Die Briten nennen es „Terrible Two“, manche die „Trotzphase“, Pädagogen sagen dazu „Autonomiephase„.
Sie beginnt mit ungefähr 18 Monaten, hat ihren (ersten) Höhepunkt – je nach Kind natürlich – bis ein paar Monate nach dem zweiten Geburtstag.
Fürchterlich für uns Mamas, aber ganz normal. Und die positivste Nachricht ganz am Anfang: Die Trotzphase ist nicht nur normal, sondern sogar wichtig für unsere Kleinkinder. Ja, wirklich.
Denn sie markiert einen großen Entwicklungsschritt: Das Kind beginnt, sich selbst als Individuum wahrzunehmen, das eigene Fähigkeiten und einen eigenen Willen hat. Es fängt langsam damit an, die Symbiose mit der Mutter, die es im ersten Lebensjahr gebildet hat, zu lösen.
Dazu braucht es das Wort NEIN und die eigenen Füße, die es dorthin tragen, wohin es selbst möchte und nicht dorthin, wohin die Mutter möchte. So kommt es zu einer sehr wichtigen Erkenntnis:
Ich bin jemand, habe Einfluss und kann etwas bewirken!

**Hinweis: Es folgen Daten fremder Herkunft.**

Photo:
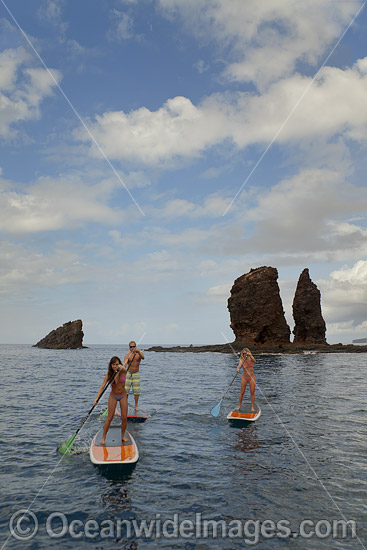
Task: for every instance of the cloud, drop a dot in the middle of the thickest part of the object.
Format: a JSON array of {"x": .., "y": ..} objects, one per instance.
[
  {"x": 123, "y": 27},
  {"x": 22, "y": 89},
  {"x": 51, "y": 204},
  {"x": 334, "y": 105},
  {"x": 264, "y": 40},
  {"x": 212, "y": 207},
  {"x": 344, "y": 295},
  {"x": 23, "y": 269}
]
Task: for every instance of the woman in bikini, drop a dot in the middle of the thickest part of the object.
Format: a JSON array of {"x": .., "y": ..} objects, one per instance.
[
  {"x": 247, "y": 361},
  {"x": 118, "y": 393}
]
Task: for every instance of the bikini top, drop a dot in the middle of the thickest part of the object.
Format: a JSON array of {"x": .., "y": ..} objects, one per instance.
[{"x": 122, "y": 380}]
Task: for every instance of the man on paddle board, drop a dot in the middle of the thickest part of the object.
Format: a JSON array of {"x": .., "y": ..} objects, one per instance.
[
  {"x": 132, "y": 360},
  {"x": 247, "y": 361}
]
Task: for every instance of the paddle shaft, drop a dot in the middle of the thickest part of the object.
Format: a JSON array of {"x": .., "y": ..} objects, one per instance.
[{"x": 104, "y": 389}]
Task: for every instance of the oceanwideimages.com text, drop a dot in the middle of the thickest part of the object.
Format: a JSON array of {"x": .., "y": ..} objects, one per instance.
[{"x": 24, "y": 525}]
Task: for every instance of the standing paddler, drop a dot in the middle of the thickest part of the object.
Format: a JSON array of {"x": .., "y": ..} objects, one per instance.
[{"x": 132, "y": 360}]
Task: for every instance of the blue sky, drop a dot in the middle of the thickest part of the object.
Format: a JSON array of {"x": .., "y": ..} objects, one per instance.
[{"x": 152, "y": 151}]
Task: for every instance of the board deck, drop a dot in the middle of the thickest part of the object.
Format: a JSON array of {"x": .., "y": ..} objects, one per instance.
[
  {"x": 114, "y": 451},
  {"x": 244, "y": 415},
  {"x": 139, "y": 416}
]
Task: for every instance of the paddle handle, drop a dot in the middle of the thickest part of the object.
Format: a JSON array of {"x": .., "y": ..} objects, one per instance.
[{"x": 104, "y": 389}]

Und wollen wir nicht alle, dass unser Kind genau das weiß und sein Leben danach ausrichtet? Schon, aber…. geht das auch ohne so viel Verzögerung im Alltag und ohne so viel Gebrüll?
Leider nein.
Inzwischen hat unser Gerade-Warst-Du-Doch-Noch-Ein-Baby nämlich auch gelernt, dass es selbst Dinge erschaffen und tun kann, und zwar die selben, die auch die anderen Menschen, also die Erwachsenen oder älteren Geschwister, tun. Das meint es zumindest und die Grundkenntnisse sind ja wirklich schon da.
Leider sind diese noch nicht so ausgereift, weshalb es oft schief geht, wenn unser kleiner Schatz seine Hose selbst anziehen möchte oder im Kochtopf rühren. Weil Kleinkinder aber vollkommen auf ihr Ziel fixiert sind und noch nicht gelernt haben, diese situationsabhängig zu verändern, führt das zu großer Frustration und in der Folge zu einem Wutanfall – eigentlich doch verständlich.

Das erklärt auch, warum es so fürchterlich ist, wenn Mama dabei helfen möchte, die Hose anzuziehen oder im Kochtopf zu rühren, bevor es schief geht. Schließlich ist unserem zweijährigen Kind völlig egal, dass wir zu spät zu einem Termin kommen oder das Essen anbrennt. Es wird wütend, weil wir ihm verweigern, es sein Ziel erreichen zu lassen – unabhängig davon, ob es dieses erreichen könnte oder nicht.
Wir Eltern sollten das Bedürfnis nach Unabhängigkeit erkennen, ernst nehmen und achten, sagt auch Familienexpertin Marei Theunert.
So können wir unser Kind durch dieses Wechselbad der eben erst entdeckten Gefühle begleiten.
Das heißt allerdings nicht, dass wir immer nachgeben sollten, im Gegenteil. Nur durch konsequentes Verhalten unsererseits entwickelt sich nach und nach ein Verständnis dafür, dass Wut oft nicht weiterhilft und zumindest der Ansatz einer Frustrationstoleranz.
Wichtig ist aber, dass wir versuchen, viele Situationen zu schaffen, in denen es für das Kind in Ordnung ist, sich auszuprobieren. Das heißt, wir sollten genügend Zeit einplanen, damit es doch versuchen kann, sich die Hose selbst anzuziehen und ignorieren, dass diese verkehrt herum ist. Und das Kind beim Kochen gleich anderweitig beschäftigten oder ihm einen eigenen Kochtopf und -löffel anbieten.